Dégradation (Turning Blue) est un roman de Benjamin Myers paru au Seuil (Cadre Noir) en 2018 dans une traduction d’Isabelle Maillet.
Il vient d’obtenir le Prix Polars Pourpres Découverte.

pdpp_2018_degradationRésumé

Dans les landes du Yorkshire, une adolescente disparaît sans laisser de traces. Mélanie Muncy, fille de Ray Muncy, un magnat de cette petite ville du nord de l’Angleterre, était rentrée dans sa famille pour passer les fêtes de fin d’année. Lassée par ses parents, elle profite qu’il faille sortir le chien pour faire une longue balade. Sauf qu’elle ne revient pas.
James Brindle, un inspecteur spécialisé dans les enquêtes compliquées au sein de la « Chambre froide » est dépêché sur les lieux. Il y croisera vite Roddy Mace, un journaliste obstiné, toujours à la recherche d’une grande affaire à se mettre sous la dent.
Les deux hommes vont bon gré mal gré s’entraider et sont sur la même longueur d’ondes quant aux suspects : Ray, le père, et
Steven Rutter, un drôle d’énergumène vivant seul dans une ferme délabrée voisine, tiennent la corde.

Mon avis

Une fois n’est pas coutume, commençons par l’écriture. Certains seront peut-être choqués par l’absence totale de virgules et de tirets pour introduite les dialogues. Si cette particularité est assez marquante au départ, on s’y fait relativement bien. En revanche, il est plus difficile de comprendre l’intérêt de ce choix pour le moins étonnant.

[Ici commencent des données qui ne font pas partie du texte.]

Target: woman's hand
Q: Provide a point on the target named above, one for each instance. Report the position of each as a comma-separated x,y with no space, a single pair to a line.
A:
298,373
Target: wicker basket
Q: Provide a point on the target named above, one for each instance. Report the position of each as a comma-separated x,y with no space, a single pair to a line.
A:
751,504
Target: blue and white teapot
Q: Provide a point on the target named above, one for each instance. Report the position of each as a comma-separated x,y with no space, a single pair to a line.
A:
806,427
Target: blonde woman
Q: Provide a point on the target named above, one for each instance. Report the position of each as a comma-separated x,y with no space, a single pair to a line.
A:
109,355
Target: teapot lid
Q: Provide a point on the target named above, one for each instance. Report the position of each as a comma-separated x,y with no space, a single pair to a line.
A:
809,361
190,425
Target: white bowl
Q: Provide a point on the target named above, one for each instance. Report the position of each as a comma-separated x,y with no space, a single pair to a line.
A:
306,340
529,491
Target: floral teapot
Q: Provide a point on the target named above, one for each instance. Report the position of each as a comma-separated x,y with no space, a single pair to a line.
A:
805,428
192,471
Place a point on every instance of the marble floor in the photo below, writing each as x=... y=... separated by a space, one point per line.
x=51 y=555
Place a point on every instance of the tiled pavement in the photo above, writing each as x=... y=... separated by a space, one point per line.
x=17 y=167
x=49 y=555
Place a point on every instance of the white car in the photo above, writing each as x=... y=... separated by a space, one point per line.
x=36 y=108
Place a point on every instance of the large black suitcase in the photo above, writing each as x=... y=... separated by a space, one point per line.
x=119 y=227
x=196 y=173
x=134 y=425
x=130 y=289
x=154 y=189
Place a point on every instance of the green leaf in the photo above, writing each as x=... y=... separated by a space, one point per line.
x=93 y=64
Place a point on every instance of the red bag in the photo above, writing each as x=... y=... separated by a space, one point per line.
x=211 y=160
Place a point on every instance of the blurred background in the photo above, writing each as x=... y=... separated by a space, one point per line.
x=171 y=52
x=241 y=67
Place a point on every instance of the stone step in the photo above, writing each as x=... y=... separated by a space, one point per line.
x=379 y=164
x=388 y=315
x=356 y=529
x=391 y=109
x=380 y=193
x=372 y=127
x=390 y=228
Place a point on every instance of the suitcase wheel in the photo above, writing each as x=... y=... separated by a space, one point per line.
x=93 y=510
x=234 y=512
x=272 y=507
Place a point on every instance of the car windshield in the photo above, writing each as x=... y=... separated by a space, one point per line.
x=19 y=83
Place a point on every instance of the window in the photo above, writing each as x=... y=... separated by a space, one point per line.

L’intrigue, dans un premier temps, n’est pas des plus originales. Pire, l’auteur nous fait comprendre assez vite qui a fait le coup. Mais soyez rassurés, c’est pour mieux nous réserver quelques surprises dans la seconde partie du roman, comprenant quelques rebondissements difficiles à prévoir.

Certes, le personnage de Steven Rutter, espèce de monstre vivant dans un taudis et ayant été traumatisé par sa mère enfant, est assez caricatural. Mais il est néanmoins très bien dépeint : à la fois effrayant et pitoyable. Le flic, Brindle, est une autre sorte de monstre, entièrement dévoué à son travail au point de fuir toute vie sociale qui pourrait perturber ses réflexions. Avec ses tocs et ses curieuses manières, il rappelle quelque peu l’agent Cooper de Twin Peaks.
Le décor très rude de ces landes du nord de l’Angleterre en plein hiver ajoute incontestablement une touche froide et dérangeante, notamment lors des battues à la recherche de la jeune Mélanie.

Dégradation ne fera sans doute pas l’unanimité, de par certains partis pris littéraires notamment. Les lecteurs qui accrocheront seront sans doute tenus en haleine jusqu’à la fin de ce roman plus surprenant qu’il y paraît à la lecture du résumé. Signalons que Benjamin Myers vient de recevoir le Prix Polars Pourpres Découverte pour ce titre paru en septembre (et pas encore sorti en poche).

Dégradation (Turning Blue, 2016), de Benjamin Myers, Seuil/Cadre Noir (2018). Traduit de l’anglais par Isabelle Maillet, 400 pages.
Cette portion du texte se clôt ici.